Search code examples
apache-tika

Tika LanguageDetection gives error 'No language detectors available'


Tika 2.2.3, simple code

public static void main(String[] args) throws IOException {
        LanguageDetector detector =LanguageDetector.getDefaultLanguageDetector();
        detector.addText("This is english");
        detector.addText("This is english");
        detector.addText("This is english");
        detector.addText("This is english");
        detector.addText("This is english");
        detector.addText("This is english");
        detector.addText("This is english");
        detector.addText("This is english");
        detector.addText("This is english");
        LanguageResult languageResult=detector.detect();
}

Last line gives error

Exception in thread "main" java.lang.IllegalStateException: No language detectors available
    at org.apache.tika.language.detect.LanguageDetector.getDefaultLanguageDetector(LanguageDetector.java:67)

UPDATE maven dependencies

<dependency>
            <groupId>org.apache.tika</groupId>
            <artifactId>tika-core</artifactId>
            <version>2.3.0</version>
        </dependency>
        <!-- https://mvnrepository.com/artifact/org.apache.tika/tika-langdetect -->
        <dependency>
            <groupId>org.apache.tika</groupId>
            <artifactId>tika-langdetect</artifactId>
            <version>2.3.0</version>
            <type>pom</type>
        </dependency>

I cant find anything useful online to fix this problem... am I missing some model files that I must download, where?

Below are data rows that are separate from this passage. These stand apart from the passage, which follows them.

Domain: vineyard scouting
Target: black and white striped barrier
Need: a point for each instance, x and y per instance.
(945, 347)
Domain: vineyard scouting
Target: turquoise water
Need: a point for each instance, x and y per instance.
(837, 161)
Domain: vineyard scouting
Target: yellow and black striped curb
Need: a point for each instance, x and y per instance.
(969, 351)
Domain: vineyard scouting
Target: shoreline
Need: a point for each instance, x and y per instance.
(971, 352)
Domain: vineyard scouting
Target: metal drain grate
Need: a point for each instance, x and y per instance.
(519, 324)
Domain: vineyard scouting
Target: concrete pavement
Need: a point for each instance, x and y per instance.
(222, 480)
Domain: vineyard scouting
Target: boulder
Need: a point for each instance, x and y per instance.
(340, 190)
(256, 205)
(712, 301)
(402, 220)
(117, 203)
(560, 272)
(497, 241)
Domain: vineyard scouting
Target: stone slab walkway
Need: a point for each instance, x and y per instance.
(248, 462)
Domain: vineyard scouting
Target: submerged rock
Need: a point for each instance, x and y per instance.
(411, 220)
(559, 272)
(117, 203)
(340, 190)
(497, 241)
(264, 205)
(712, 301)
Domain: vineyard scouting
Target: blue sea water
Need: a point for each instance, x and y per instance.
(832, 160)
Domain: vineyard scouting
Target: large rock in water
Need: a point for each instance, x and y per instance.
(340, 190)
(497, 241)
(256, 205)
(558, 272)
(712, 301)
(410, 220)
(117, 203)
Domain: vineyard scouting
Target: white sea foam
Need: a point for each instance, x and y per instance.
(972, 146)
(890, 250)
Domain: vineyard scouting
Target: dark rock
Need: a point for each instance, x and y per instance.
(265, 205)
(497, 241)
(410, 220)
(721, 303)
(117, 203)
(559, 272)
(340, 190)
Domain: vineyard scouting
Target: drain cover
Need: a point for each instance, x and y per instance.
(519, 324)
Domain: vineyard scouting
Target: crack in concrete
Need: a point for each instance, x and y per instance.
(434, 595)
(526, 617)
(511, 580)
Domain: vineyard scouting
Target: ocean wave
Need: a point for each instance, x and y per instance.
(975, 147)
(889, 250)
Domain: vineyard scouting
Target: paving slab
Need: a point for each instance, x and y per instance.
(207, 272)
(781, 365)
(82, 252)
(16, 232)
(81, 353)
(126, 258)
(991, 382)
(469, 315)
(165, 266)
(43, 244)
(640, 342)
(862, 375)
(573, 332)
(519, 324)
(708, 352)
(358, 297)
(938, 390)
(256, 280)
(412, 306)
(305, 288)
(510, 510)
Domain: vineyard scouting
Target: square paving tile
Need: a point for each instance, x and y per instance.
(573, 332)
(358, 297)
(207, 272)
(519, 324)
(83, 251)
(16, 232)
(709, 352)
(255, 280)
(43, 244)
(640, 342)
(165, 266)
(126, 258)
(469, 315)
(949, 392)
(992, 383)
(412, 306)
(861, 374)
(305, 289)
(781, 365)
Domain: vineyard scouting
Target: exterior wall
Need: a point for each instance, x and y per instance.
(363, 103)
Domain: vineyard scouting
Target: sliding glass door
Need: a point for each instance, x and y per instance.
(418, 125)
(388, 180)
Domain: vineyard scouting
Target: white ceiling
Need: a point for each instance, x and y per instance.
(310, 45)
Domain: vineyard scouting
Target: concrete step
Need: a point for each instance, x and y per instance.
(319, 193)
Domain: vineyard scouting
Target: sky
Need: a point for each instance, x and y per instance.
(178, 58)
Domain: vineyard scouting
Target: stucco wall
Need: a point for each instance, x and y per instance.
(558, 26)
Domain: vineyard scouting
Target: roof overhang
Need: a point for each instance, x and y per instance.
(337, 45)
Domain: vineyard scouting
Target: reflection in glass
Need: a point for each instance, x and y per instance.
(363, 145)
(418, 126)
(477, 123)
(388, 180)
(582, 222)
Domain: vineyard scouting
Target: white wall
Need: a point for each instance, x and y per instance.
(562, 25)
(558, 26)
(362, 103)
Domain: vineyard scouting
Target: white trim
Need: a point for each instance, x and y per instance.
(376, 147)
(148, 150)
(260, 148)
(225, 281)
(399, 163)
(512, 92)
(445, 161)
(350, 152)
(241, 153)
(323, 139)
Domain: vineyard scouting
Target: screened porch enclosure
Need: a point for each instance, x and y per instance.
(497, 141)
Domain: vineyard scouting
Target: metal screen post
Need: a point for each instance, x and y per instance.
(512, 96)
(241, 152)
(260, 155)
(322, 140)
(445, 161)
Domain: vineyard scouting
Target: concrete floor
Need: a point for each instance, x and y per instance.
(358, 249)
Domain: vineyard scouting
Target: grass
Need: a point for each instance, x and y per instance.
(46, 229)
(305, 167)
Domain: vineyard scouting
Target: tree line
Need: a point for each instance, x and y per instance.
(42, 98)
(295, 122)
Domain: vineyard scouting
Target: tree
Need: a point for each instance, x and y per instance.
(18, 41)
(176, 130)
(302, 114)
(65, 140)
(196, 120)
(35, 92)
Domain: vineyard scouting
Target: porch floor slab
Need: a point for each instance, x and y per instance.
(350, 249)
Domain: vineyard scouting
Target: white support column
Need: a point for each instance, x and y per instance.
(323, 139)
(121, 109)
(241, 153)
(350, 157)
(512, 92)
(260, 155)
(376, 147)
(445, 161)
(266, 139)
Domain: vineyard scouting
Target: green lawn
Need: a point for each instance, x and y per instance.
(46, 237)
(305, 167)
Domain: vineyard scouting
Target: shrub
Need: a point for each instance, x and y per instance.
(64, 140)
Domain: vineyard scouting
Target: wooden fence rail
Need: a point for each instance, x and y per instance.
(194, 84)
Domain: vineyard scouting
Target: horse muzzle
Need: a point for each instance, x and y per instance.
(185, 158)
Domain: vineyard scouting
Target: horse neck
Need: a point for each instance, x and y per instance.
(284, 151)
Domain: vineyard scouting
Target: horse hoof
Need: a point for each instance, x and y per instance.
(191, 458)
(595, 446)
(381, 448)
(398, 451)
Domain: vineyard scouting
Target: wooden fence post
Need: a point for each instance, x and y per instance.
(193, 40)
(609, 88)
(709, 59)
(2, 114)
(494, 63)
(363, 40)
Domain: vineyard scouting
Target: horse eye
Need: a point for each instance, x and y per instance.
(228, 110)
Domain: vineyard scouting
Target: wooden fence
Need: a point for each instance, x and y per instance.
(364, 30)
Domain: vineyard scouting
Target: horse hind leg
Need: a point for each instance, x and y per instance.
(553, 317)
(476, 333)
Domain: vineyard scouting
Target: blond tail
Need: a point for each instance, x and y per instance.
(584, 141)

Any tips much appreciated!


Solution

  • I tried your code and reproduced the same issue. After reading the docs, which then led to samples in github and I finally found its pom.xml to have another dependency. Then I successfully got the expected output: en: HIGH (0.999999).

            <dependency>
                <groupId>org.apache.tika</groupId>
                <artifactId>tika-langdetect-optimaize</artifactId>
                <version>2.3.0</version>
            </dependency>
    
            LanguageDetector detector = LanguageDetector.getDefaultLanguageDetector().loadModels();
            detector.addText("This is english");
            LanguageResult languageResult = detector.detect();
    

    Explanations

    LanguageDetector is abstract class, and implementations should be added as dependency.